Copernicus, de grondlegger der naar hem genoemde theorie van ons zonnestelsel, werd geboren den 19den Februarij (ouden stijl) 1473 te Thorn in Pruissen, studeerde te Krakau in de wijsbegeerte en in de geneeskunde en woonde er tevens de sterrekundige lessen bij van Albert Brudzersky, terwijl hij vooral door Johann Muller (Regiomontanus) tot beoefening der wiskunde werd opgewekt. In 1497 ging hij naar Italië, leerde te Bologna den uitstekenden sterrekundige Dominions Maria Novarra kennen , en zag zich in 1499 benoemd tot leeraar in de wiskunde te Rome. Weldra echter keerde hij in zijn vaderland terug, ontving er de wijding als geestelijke en werd kanunnik van het domstift te Frauenburg. Als vicaris-generaal en bestuurder der goederen van het bisdom zorgde hij, dat de Koning van Polen de goederen teruggaf, die hij aan de ridders der Duitsche orde had ontroofd.
Belangrijk waren voorts zijne herleidings-tabèllen van alle in het Koningrijk gangbare munten. Door de geschriften der Ouden werd hij opmerkzaam gemaakt op de onjuistheid van de theorie van Ptolemaeus met betrekking tot ons zonnestelsel; in 1507 bragt hij daarover zijne denkbeelden op het papier, en door zijne sterrekundige waarnemingen kwam hij tot het gevoelen, dat de zon het middelpunt is van ons planetenstelsel, en onze aarde zelve eene planeet, die zich met de overige planeten om dat middelpunt beweegt. Omstreeks het jaar 1530 had hij zijn uitgebreid werk „De orbium coelestium revolutionibus libri VI (Neurenberg 1553, Basel 1566, Amsterdam 1617, Warschau 1854)” nagenoeg in gereedheid, maar bleef er nog altijd in verbeteren. Vooral hield hij zich bezig met eene naauwkeurige bepaling van de omloopstijden van de maan, waartoe de voorgenomene verbetering van den kalender hem aanleiding gaf. Hoewel door den voorzitter der hiertoe benoemde commissie schriftelijk tot medewerking aangezocht, kon hij niet besluiten om zijne ontdekkingen openbaar te maken, zoodat ook de genoemde verbetering achterbleef. Later echter kwamen zijne waarnemingen uitmuntend te stade bij de kalenderhervorming, die door Gregorius XIII verordend werd.

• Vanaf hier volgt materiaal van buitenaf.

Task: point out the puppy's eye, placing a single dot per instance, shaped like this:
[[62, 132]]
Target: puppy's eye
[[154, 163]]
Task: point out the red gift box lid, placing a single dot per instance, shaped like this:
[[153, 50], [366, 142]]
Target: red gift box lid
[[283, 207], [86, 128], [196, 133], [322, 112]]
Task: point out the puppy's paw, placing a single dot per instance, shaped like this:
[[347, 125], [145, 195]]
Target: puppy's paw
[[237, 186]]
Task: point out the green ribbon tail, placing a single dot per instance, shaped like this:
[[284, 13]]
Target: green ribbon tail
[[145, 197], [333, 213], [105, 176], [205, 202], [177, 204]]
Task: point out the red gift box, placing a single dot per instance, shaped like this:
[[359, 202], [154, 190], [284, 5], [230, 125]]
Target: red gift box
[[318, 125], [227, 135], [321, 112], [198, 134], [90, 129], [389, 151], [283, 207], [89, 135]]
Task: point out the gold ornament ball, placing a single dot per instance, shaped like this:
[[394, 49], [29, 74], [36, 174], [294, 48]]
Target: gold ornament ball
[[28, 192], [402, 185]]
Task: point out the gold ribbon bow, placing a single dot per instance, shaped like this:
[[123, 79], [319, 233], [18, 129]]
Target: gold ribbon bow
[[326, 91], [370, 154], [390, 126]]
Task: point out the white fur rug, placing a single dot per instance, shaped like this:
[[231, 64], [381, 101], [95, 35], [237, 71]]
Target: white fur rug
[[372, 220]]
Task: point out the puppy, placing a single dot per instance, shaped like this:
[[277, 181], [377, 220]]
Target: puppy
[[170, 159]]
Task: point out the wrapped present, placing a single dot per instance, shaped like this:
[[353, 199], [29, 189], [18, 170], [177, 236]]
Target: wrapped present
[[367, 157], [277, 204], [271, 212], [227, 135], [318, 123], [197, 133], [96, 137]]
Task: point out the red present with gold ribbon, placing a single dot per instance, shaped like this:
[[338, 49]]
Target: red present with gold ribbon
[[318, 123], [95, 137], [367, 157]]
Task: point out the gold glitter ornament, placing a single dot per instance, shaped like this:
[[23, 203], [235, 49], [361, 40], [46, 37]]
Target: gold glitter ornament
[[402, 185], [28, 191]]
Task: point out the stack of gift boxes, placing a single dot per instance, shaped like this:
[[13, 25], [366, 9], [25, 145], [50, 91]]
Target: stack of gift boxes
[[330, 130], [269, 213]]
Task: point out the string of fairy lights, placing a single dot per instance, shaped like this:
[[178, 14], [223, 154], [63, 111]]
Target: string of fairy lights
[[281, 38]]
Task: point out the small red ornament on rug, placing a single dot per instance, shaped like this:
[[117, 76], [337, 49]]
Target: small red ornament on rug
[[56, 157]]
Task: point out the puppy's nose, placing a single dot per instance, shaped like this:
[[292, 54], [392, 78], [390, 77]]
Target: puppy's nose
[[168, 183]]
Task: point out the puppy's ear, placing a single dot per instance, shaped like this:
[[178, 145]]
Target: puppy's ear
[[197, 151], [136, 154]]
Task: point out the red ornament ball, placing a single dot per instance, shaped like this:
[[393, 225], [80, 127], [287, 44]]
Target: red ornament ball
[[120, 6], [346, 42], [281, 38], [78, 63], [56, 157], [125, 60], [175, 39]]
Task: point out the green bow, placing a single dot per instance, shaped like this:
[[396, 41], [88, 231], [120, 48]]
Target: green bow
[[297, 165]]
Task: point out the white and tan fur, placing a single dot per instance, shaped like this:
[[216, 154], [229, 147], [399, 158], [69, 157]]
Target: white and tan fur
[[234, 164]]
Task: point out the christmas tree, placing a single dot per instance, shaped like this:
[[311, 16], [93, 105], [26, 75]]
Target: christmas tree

Intusschen had het gerucht van zijn stelsel zich reeds over de geheele geleerde wereld van die dagen verbreid, en nog altijd draalde Copernicus met de uitgave van zijn boek, waaruit hij slechts aan zijne vrienden een en ander mededeelde.
De cardinaal Nicolaas Schönberg kreeg er reeds in 1536 een afschrift van, en eenige jaren daarna Joachim Rheticus, hoogleeraar te Wittenberg, in zijne „Narratio prima”, zooals het later genoemd werd, een uitgebreid verslag van het nieuwe stelsel en maakte tevens eene verdienstelijke schets van de platte en bolvormige driehoeksmeting van Copernicus met de daarbij behoorende sinustafels onder den titel „De lateribus et angulis triangulorum (1542)” door den druk bekend. Alleen op aandringen van zijne vrienden stemde Copernicus er in toe, tafels te berekenen volgens de door hem gevondene elementen en deze, zonder ophelderingen of bewijzen, door Andréas Osiander te Neurenberg te doen uitgeven. Voor ’t overige heeft hij in zijn werk zijn gevoelen enkel als eene onderstelling medegedeeld, waardoor de verschijnselen van het zonnestelsel gemakkelijker konden verklaard worden. Hij overleed tusschen den 7den en 21sten Mei 1543, nadat hem weinige uren te voren een exemplaar van zijn onsterfelijk werk overhandigd was, en werd begraven in den dom te Frauenburg vóór het altaar, waar hij gewoon was de mis te lezen. Eerst in veel later tijd is door graaf Sierakowshi in de St. Anna-kerk te Krakau een fraai gedenkteeken voor hem opgerigt met de woorden volgens Jozua „Sta sol, nemoveare!” Voorts is in 1829 een standbeeld van hem, door Thorwaldsen gemodelleerd, te Warschau geplaatst, terwijl in 1853 ook te Thorn een monument ter zijner eere verrees. Hij onderscheidde zich door waarheidsliefde, regtschapenheid, volharding en bescheidenheid. Ook als geneesheer verwierf hij grooten roem, zoodat in ernstige gevallen zelfs aan het Hof zijn raad ingeroepen werd. Voorts heeft men van hem „Theophylacti scolastici Simocati epistolae morales, rurales et amatoriae”, door hem uit het Grieksch in het Latijnsch vertaald.